French Nobility

The French magnates had pedigrees as ancient as the kings and considerable feudal power of their own. Thus France was a good example of a large, diverse and questionably loyal nobility. Where the English king discouraged his nobles from raising their own private armies (unless at the kings request), the French nobles considered it their right to maintain their own troops, and to make war on other nobles as the mood hit them. Thus, the fact that France had many more knights than England was something of a disadvantage for France. As the English were learning, it was more efficient to train commoners to be soldiers and get by with a smaller number of knights (as leaders and a heavily armored reserve.) The commoners would be well armed, but not heavily armored. The knights would be well armed and armored. The English preferred light infantry, well trained in archery (the Yeomen). These troops were raised from among the families that owned the land they farmed. It was from this class that larger landowners came, and, as needed, new blood for the nobility. The Yeomen were well trained, well organized and well paid. They were loyal and effective. Thus the smaller English king was able to field a smaller, yet more effective, army. Ironically, it was this smaller, more effective, English army that soon led to the downfall of the French nobility.

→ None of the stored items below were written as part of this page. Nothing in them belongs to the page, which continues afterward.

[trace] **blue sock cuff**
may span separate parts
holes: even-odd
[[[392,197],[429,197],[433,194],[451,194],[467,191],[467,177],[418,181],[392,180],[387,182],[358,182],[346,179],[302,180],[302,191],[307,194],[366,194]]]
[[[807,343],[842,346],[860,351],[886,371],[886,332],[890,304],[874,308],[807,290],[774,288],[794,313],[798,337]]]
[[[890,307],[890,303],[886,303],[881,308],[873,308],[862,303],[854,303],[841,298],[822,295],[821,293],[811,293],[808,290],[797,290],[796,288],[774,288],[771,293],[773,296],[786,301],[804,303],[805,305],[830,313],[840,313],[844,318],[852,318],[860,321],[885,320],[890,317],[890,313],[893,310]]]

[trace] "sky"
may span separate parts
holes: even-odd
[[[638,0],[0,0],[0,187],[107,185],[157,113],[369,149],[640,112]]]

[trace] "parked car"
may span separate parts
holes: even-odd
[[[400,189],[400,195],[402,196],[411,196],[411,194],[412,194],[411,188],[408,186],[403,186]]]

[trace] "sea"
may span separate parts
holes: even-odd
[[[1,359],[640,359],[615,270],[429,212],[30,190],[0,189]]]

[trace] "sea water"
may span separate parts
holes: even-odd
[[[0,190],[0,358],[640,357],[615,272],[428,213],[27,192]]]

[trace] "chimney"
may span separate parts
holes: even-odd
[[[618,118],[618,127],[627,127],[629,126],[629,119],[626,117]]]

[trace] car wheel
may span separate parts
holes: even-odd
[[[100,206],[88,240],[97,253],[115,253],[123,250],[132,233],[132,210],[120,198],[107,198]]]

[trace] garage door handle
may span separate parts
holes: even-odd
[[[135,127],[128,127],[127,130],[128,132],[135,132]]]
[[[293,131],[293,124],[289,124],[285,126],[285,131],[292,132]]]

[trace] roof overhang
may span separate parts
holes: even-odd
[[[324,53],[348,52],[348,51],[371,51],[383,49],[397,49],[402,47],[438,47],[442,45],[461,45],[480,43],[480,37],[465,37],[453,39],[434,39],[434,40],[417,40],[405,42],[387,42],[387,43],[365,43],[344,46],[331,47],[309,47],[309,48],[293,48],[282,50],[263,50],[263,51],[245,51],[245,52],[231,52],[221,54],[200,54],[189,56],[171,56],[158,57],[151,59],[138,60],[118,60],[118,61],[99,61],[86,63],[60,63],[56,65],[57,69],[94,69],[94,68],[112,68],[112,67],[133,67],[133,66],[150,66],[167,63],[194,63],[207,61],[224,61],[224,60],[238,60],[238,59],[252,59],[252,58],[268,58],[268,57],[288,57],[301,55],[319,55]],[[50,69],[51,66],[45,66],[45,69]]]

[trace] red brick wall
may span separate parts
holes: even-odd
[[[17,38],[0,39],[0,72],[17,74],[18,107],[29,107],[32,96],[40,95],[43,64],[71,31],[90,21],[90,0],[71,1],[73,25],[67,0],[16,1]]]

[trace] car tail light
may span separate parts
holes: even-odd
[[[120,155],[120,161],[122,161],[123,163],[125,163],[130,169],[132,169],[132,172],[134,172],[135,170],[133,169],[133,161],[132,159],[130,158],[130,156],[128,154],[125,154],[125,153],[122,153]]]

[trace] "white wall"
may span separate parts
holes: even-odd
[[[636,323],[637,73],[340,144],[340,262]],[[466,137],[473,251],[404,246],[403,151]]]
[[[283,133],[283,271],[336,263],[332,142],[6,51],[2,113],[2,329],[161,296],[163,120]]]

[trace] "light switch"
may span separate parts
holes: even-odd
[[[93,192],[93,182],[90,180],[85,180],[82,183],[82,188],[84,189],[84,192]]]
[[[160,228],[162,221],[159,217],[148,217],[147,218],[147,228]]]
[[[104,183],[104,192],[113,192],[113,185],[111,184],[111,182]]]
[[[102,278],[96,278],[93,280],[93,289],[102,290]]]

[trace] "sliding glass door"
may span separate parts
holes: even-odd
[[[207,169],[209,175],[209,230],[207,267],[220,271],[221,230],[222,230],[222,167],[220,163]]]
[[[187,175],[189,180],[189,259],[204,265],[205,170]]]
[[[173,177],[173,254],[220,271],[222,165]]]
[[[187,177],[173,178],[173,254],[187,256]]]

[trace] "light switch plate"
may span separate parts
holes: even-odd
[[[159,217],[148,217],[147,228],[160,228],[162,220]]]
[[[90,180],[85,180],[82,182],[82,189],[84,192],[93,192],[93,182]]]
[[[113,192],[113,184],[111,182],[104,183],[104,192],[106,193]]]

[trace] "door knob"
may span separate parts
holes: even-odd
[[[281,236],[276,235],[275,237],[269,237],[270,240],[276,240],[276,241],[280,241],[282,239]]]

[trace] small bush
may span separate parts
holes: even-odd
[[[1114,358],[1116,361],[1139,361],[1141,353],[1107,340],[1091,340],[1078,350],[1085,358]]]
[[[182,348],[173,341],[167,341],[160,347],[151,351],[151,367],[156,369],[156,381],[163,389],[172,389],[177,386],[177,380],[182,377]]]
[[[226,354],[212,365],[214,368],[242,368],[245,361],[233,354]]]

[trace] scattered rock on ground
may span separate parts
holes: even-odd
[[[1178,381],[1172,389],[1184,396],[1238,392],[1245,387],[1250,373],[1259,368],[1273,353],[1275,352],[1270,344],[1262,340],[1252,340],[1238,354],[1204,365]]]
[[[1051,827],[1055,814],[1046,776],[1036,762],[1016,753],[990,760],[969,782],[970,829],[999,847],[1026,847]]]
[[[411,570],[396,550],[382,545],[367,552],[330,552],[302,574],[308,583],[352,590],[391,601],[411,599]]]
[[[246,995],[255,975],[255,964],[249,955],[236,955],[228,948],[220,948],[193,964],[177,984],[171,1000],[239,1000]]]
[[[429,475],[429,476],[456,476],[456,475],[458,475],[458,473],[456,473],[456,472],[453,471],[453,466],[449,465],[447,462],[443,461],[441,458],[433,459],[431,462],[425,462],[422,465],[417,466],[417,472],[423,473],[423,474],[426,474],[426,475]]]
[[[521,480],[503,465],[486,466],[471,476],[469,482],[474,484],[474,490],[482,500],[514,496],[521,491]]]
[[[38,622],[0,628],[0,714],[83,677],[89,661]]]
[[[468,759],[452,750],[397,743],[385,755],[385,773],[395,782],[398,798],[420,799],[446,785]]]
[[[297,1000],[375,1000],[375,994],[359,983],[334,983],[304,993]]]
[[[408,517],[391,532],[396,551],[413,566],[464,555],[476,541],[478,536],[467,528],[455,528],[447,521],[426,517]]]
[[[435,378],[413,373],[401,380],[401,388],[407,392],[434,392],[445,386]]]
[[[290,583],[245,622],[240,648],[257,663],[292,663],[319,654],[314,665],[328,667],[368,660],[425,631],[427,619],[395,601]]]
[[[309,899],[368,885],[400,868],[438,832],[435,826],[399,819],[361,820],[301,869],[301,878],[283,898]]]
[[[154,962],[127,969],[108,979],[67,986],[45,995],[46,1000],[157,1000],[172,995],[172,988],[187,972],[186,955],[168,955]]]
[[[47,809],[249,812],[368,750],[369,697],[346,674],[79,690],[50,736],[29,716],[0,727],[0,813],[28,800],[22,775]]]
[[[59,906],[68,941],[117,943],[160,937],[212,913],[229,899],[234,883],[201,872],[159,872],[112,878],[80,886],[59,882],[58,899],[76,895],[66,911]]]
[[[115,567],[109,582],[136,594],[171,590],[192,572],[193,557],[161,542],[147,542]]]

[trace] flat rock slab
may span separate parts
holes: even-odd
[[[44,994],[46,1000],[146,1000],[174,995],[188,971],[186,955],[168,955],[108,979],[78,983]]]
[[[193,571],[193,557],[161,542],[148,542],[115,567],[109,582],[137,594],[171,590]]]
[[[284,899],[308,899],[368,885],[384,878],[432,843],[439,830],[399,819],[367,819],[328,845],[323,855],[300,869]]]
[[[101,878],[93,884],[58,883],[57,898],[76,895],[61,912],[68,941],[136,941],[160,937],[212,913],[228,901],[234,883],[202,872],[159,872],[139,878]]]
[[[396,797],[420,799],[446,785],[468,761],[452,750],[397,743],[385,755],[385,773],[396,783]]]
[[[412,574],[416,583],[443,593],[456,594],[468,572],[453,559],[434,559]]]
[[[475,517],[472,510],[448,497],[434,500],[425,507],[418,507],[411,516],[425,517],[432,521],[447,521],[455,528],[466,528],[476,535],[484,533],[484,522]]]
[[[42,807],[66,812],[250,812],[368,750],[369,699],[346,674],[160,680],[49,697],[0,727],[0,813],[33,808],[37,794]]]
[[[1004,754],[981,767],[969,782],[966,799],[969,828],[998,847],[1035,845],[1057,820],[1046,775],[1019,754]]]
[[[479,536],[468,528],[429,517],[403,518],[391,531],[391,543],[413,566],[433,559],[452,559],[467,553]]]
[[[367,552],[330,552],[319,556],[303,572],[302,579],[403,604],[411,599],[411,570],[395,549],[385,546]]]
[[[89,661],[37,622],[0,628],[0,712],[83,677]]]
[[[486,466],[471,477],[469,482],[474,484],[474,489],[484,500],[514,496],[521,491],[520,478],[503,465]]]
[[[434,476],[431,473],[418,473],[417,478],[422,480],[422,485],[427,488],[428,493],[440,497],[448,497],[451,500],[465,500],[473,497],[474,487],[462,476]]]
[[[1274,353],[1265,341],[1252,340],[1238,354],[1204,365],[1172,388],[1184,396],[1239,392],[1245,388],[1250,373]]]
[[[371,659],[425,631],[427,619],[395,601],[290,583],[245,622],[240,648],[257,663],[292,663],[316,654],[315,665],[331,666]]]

Once the Hundred Years War began, it was soon obvious that only a massive military effort could oust the marauding English armies and only the French king had the resources to do this. In the process, the king cut the French nobles down to size and expanded the power of the royal government. By the 1400s, the French king had a professional army and was much less dependant on the aid of the nobles to get things done on the battlefield. The king did enlist the nobles into the kings service, as the crown was never able to control the nobles as effectively as the English kings had. The French kings used a carrot and stick approach to controlling their nobles. The expense was borne by the people and this eventually led to the French revolution in the 1700s.